45° angles are a bit excessive but, you get the idea. You can also see the two blocks I would use to hold the extension in place with a Bristol lever or knob. I've added another piece of MDF (hardwood?) to the bottom of the back face as my fence will be 'unsupported' most of the time. With extensions permanently in place though, it may be unnecessary.

I think this idea could also be adapted to suit table saws for cross-cutting. The length of the 'short' fences largely determines the maximum length by which it can be extended.


----------



## wizer (22 Nov 2009)

I like it Olly. Two things I'd be concerned with. Slop and Binding. Maybe you could make the sliding parts out of something like Tufnol or UHMW ? Slop not too much of a problem but should be minimal if you get the machining right.

Will probably steal the idea


----------



## OPJ (22 Nov 2009)

You're right and I also have those same concerns. Which is why I'm thinking of laminating the fence from 6mm ply and doing the sliding parts in a hardwood (probably beech). Don't know how much Tufnol cuts but I'm really trying to save the pennies at the moment... :? A good amount of wax should keep it all sliding freely.


----------



## Steve Maskery (22 Nov 2009)

Olly, Yes, that's the design.

I think your extending fence idea is a goer. It's very similar to the way I've done my cross-cur sled for the tablesaw, only with the extension upright, which is inteslf better for anti-sag.

A word of caution about laminating.

First of all, I think lam is, in principle, a good idea.
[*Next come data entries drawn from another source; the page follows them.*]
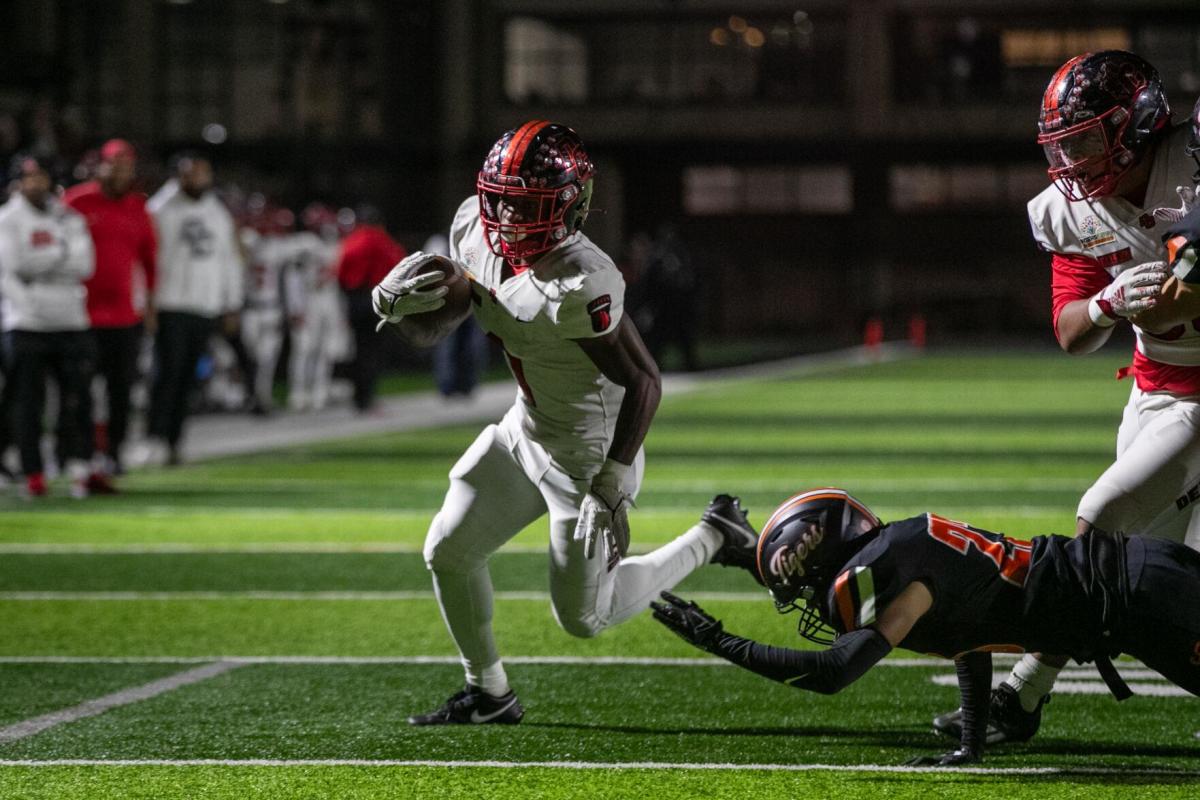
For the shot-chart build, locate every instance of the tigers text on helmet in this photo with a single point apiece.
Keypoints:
(1099, 114)
(534, 190)
(804, 546)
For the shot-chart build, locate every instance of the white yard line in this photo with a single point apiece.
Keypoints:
(603, 661)
(124, 697)
(605, 765)
(304, 596)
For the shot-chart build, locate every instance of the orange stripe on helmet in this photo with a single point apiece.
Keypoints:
(826, 493)
(1174, 245)
(520, 143)
(845, 601)
(1050, 100)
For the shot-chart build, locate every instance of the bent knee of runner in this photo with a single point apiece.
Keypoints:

But be careful of balance. My fence is a piece of 18mm MDF, grooved to take a sliding nut, then faced with 6mm ply which is then routed through to make the slot. 

It is like a banana.

When I re-make it, I'll make it out of staggered layers of 6mm ply or MDF, not mixed materials and not different thicknesses.

Are you fixing the fence to the saw ot just to the stand? Mine is fixed to the saw with a couple of locating dowels and a toggle camp. Most of the time that is fine, but I do lose 25mm capacity and it interferes with the LH tilt of the head. It's all good, but it's not perfect.

Lots to consider.
Cheers
Steve

PS Olly, I've just applied for a job in Bristol.


----------



## OPJ (22 Nov 2009)

Thanks, Steve. I did my current fence in the same way; laminating 6mm MDF while creating a T-slot in the process. This fence will be fixed to the saw. I'm aware it may reduce the maximum width of cut slightly but, at least I'll be able to get a clean cut on the back edge. With the last one, I bolted it on with wing nuts, which seems to work quite well.

Are there no jobs in Nottingham?! I hope you haven't applied for any of the ones that I have! 

Now, I've got to decide whether I do this to my 12in. Bosch now or, whether I wait until I've sold that and replaced it with something else - currently thinking of the Makita LS1013... :roll: The Bosch is too big for me and it's a pain as it's a 110v tool.


----------